Entertainment
These eight projects share the hit Netflix South Korean drama’s affinity for risky gameplay.
Following a group of debt-addled individuals who volunteer to play a series of games with deadly consequences, Netflix’s Squid Game is a satisfying combination of inventive world-building, spellbinding set design and emotional intrigue. It’s easy to gobble up all nine episodes — so here are eight films and TV shows that share the South Korean drama’s affinity for risky gameplay.
Before Squid Game, there was this exciting Japanese series, which follows several friends living in a parallel version of Tokyo where every move determines their survival. Featuring lethal versions of tag and hide-and-seek, this is maybe the closest you’ll get to the real thing.
A cult classic, Battle Royale focuses on middle school students who are whisked off to a remote island and instructed to kill each other until only one remains. As emotionally-investing as it is violently thrilling, this Kinji Fukasaku flick isn’t admired by Quentin Tarantino for nothing.
Feelings of anxiety peak in these Black Mirror installments, both of which center on individuals being pursued for reasons unknown, forced to perform strange tasks and endure unexplained bouts of torture as they try to uncover the nefarious reasons they’ve been chosen as targets.
Rather than victimize the helpless, David Fincher’s The Game flips its class critique by turning its sights onto a wealthy businessman (Michael Douglas), whose easy but unfulfilling life is upended when he signs on for a mysterious game where he is no longer the one calling the shots.

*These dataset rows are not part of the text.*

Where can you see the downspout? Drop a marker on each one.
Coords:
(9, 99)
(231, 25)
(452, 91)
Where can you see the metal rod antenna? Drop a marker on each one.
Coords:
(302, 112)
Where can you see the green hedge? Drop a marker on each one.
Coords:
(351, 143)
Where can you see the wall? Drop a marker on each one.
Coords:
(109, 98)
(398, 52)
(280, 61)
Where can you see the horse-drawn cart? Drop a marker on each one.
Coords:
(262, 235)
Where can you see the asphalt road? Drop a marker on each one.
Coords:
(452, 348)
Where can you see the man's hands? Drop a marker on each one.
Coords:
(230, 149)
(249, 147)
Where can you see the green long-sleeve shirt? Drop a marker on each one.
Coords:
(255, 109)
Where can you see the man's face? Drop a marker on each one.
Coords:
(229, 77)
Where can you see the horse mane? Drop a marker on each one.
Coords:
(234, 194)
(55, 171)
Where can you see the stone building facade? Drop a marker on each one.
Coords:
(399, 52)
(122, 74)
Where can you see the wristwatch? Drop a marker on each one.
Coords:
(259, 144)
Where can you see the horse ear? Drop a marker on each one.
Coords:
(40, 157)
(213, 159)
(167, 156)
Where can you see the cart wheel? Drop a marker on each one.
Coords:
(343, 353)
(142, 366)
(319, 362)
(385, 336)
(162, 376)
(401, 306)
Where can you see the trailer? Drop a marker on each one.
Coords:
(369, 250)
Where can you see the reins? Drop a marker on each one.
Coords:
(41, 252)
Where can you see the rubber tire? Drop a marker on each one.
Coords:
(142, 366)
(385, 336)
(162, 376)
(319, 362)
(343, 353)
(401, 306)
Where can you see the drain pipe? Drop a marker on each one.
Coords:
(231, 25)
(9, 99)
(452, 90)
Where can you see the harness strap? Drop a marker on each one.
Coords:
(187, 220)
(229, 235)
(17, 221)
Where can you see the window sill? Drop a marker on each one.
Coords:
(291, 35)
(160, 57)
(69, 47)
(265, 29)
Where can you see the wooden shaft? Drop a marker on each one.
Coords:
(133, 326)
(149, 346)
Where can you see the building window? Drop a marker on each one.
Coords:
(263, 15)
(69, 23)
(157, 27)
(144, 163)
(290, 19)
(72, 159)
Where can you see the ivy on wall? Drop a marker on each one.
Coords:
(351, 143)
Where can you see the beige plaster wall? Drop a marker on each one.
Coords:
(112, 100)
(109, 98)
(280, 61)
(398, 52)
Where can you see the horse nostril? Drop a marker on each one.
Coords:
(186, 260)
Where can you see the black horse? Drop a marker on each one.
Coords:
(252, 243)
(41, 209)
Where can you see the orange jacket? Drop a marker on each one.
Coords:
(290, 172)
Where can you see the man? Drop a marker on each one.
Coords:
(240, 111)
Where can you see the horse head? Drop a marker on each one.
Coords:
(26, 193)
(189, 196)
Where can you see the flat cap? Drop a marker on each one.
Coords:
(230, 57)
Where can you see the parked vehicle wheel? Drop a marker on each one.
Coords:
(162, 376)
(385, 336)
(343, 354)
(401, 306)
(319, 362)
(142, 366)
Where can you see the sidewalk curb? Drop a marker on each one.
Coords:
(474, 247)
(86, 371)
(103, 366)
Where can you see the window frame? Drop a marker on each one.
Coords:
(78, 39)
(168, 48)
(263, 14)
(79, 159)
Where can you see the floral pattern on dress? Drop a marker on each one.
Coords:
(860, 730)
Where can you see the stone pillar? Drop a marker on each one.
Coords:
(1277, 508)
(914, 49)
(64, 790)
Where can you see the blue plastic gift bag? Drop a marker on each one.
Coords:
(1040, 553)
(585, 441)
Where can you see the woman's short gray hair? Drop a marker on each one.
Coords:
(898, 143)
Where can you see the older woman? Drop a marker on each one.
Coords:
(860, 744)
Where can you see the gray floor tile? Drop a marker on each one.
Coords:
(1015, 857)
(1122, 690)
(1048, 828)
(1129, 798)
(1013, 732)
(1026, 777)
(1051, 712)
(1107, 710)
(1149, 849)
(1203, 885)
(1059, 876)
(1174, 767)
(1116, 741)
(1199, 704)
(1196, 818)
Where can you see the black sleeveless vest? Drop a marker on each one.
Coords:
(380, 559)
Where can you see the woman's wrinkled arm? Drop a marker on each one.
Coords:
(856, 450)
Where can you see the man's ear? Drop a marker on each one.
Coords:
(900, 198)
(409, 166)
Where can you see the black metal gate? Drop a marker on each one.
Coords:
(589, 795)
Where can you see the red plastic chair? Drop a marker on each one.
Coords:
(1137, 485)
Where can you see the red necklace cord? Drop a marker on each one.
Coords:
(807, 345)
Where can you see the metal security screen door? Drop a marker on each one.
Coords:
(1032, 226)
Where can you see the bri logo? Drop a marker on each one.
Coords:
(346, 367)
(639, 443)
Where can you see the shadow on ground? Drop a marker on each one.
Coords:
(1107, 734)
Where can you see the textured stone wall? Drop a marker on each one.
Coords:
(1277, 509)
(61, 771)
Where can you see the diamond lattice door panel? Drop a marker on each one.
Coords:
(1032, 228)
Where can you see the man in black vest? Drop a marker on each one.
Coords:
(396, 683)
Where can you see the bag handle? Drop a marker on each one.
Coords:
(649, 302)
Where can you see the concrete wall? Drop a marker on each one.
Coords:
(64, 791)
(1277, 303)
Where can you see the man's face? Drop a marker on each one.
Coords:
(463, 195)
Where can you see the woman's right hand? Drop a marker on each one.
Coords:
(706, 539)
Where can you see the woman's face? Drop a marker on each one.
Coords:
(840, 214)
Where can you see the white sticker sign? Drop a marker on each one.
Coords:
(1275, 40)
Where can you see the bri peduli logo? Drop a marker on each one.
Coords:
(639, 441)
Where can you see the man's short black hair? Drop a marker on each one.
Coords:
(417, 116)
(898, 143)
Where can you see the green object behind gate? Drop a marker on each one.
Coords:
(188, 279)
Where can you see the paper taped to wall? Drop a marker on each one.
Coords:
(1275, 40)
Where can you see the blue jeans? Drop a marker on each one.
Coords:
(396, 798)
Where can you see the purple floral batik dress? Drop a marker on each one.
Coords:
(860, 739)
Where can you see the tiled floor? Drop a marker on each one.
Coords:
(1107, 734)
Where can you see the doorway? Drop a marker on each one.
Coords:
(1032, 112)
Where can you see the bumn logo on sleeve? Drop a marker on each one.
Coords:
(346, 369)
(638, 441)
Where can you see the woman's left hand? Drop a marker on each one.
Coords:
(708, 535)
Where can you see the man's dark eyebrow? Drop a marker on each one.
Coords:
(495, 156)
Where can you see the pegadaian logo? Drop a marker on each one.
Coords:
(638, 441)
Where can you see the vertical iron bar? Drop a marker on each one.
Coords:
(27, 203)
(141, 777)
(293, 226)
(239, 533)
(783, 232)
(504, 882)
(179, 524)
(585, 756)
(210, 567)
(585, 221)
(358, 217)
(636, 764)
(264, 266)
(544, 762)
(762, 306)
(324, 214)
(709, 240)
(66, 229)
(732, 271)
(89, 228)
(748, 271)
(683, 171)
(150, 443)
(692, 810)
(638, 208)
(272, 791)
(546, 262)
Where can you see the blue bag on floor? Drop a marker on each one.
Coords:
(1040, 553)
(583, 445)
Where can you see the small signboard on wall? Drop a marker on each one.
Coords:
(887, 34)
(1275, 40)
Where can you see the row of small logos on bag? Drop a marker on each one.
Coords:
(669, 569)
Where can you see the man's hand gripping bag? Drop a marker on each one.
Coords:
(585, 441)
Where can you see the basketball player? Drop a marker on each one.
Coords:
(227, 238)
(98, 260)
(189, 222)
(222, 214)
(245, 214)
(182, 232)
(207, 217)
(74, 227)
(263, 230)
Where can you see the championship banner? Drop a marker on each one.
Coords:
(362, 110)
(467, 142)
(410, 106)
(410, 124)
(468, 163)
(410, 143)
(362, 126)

Perhaps the most lucrative addition to the genre, the $3 billion Hunger Games franchise helped launch the now Oscar-winning career of Jennifer Lawrence and got fans of all ages invested in a dystopian story about lottery-selected children fighting each other in a televised death match.
Emma Stone and Jonah Hill play down-on-their-luck drug trial participants in this mind-bending trip of a miniseries, which explores themes of displacement and desperation. Stone’s character puts it best when she describes this Cary Fukanaga effort as “multi-reality brain magic shit.”
In a small Texas town where prospects are minimal, the only chance for escape is winning the titular high-stakes game, where high school seniors are pushed to perform a series of increasingly dangerous tasks. Based on Lauren Oliver’s novel, this YA drama is a gripping bone-chiller.
What starts as a “young adult Lost” soon reveals itself to be something far more sinister in this underrated Lord of the Flies-inspired mystery, where a group of very different teenage girls are forced to fend for themselves on a deserted island. But are they really even stranded?